Podobnych sygnałów ostrzegawczych było już w tym roku więcej, gdyż na marcowej aukcji obligacji pięcioletnich popyt też tylko o jedną trzecią przewyższał ofertę, a na pierwszym w tym roku przetargu walorów dwuletnich ministerstwo nie sprzedało całej oferowanej puli.
Psychologia rynku
czy nowe realia
Widać dość wyraźnie, że pomimo nadwyżki w budżecie i bardzo niewielkich jak dotąd potrzeb pożyczkowych netto oraz przy rosnącej rentowności papierów skarbowych (od początku lutego wzrosły one o 40-50 punktów bazowych) Ministerstwu Finansów z większym trudem przychodzi ostatnio pozyskiwanie środków niezbędnych do sfinansowania zapadających zobowiązań. Nie oznacza to, oczywiście, że grozi nam powtórzenie sytuacji z jesieni 2003 r. (kiedy inwestorzy krajowi niemal całkowicie stracili zainteresowanie nabywaniem papierów skarbowych), ale zapewnienie płynności budżetu państwa wymaga teraz z pewnością więcej uwagi i starań. Niepowodzenie ostatniej aukcji "dziesięciolatek" przedstawiciele ministerstwa przypisali głównie skutkom zaburzeń na światowych rynkach finansowych i ich "psychologicznemu" wpływowi na rynek polski. Sytuacja zewnętrzna, w tym zwłaszcza kłopoty z płynnością i znaczny wzrost awersji do ryzyka, z pewnością przyczyniła się do pogorszenia warunków na naszym rynku papierów skarbowych. Od listopada ubiegłego roku do końca lutego bieżącego roku (dane dla marca nie są jeszcze dostępne) prawie wcale nie zmieniła się łączna wartość polskich obligacji zakumulowanych w portfelach inwestorów zagranicznych (około 74 mld zł). Za pocieszające można uznać to, że w tym trudnym okresie obcy kapitał nie uciekał z Polski, ale też nie pomagał on w zaspokajaniu potrzeb pożyczkowych budżetu. Inwestorzy zagraniczni zdecydowanie preferują płynne papiery o dłuższych terminach zapadalności i dlatego w przeszłości byli bardzo istotnym źródłem popytu na przetargach obligacji dziesięcioletnich. Na ten rodzaj papierów przypada prawie połowa całego ich portfela polskich obligacji skarbowych. Można zatem przypuszczać, że brak znaczących zamówień zagranicznych był rzeczywiście jedną z najważniejszych przyczyn niepowodzenia ostatniej aukcji "dziesięciolatek". Nie jest to jednak tylko efekt "psychologii" rynku, ale raczej wyraz nowych, trudniejszych realiów, do których należy się dostosować, poszukując źródeł środków niezbędnych dla zapewnienia płynności budżetu.

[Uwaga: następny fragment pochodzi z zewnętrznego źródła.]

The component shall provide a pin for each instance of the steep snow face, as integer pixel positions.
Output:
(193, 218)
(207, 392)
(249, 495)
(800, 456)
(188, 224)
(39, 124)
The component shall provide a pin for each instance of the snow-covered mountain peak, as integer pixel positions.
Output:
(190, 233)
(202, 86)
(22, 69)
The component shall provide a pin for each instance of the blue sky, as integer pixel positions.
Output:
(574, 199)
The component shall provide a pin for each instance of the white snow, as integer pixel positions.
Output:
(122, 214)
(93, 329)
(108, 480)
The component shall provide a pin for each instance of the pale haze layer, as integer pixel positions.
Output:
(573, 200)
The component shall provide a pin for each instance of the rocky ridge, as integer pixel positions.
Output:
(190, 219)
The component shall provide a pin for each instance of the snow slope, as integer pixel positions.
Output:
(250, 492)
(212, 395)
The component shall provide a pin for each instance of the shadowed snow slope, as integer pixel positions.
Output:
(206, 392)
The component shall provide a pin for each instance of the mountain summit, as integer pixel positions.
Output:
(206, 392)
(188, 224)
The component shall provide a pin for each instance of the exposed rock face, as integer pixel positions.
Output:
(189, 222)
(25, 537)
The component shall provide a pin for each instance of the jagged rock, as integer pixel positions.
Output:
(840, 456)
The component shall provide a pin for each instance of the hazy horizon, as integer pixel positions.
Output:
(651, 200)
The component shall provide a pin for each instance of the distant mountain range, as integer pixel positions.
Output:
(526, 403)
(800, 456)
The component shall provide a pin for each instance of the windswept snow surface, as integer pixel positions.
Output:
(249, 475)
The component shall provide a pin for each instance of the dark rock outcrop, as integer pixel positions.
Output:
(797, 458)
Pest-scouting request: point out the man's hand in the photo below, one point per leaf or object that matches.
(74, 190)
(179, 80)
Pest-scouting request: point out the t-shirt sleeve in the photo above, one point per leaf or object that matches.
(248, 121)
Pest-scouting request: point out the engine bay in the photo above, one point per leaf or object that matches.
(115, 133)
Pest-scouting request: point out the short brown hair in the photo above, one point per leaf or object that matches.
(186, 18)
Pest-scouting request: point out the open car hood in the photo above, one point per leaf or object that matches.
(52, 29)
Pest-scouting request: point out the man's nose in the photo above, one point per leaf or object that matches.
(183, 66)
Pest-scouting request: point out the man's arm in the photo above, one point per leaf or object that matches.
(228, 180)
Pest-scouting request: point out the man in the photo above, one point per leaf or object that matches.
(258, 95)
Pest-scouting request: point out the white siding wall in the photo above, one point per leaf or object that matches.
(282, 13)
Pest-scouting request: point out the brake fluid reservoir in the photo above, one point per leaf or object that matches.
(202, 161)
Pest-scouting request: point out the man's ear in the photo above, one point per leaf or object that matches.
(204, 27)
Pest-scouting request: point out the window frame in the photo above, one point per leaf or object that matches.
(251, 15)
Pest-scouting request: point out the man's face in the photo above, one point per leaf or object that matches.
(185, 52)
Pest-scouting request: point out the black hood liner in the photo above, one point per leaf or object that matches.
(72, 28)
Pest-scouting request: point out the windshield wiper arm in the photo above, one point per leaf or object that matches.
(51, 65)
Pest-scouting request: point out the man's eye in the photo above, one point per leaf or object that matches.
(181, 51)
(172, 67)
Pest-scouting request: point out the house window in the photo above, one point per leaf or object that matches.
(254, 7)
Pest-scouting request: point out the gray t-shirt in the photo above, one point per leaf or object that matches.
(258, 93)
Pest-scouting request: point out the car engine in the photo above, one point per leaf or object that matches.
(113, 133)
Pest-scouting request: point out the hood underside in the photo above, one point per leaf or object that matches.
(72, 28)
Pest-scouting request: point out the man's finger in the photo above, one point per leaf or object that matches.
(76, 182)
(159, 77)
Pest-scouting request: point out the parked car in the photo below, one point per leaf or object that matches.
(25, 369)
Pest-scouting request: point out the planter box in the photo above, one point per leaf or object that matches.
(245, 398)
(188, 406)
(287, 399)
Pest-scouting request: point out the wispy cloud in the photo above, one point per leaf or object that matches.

Elementem tej nowej rzeczywistości jest też relatywnie mniejszy popyt na papiery skarbowe wśród niektórych kluczowych grup inwestorów krajowych. Dotyczy to w szczególności funduszy inwestycyjnych, które w obliczu nagłego wzrostu skali umarzania jednostek uczestnictwa zmuszone były do zmniejszenia swego portfela papierów skarbowych o około 7 mld zł (w okresie od końca listopadaW tym samym czasie prawie nie zmieniła się łączna wartość instrumentów dłużnych Skarbu Państwa nabytych przez otwarte fundusze emerytalne. Wynika to zapewne z tego, że OFE nie są obecnie zmuszone do nabywania tych instrumentów, gdyż spadek notowań giełdowych bardzo oddalił je od limitu inwestycji w papiery udziałowe (co OFE skwapliwie wykorzystują dla zwiększenia zakupów akcji).
Jedyną grupą inwestorów, która w ostatnim okresie znacząco zwiększyła swój zasób papierów skarbowych (aż o 20 mld zł od końca października ubiegłego roku) okazały się banki komercyjne, ale w dłuższym okresie trudno byłoby na nie liczyć, jako na stabilne źródło popytu. Wynika to głównie z tego, że po wyczerpaniu się nadwyżki depozytów nad sumą udzielonych kredytów banki napotykać będą rosnące trudności w pozyskiwaniu środków na finansowanie swojej działalności. Niedawny wzrost ich zainteresowania obligacjami Skarbu Państwa to raczej zjawisko przejściowe związane z układaniem bilansów na koniec roku i z potrzebą krótkookresowego zagospodarowania znacznych środków, jakie klienci przenieśli w ostatnim czasie do banków z funduszy inwestycyjnych.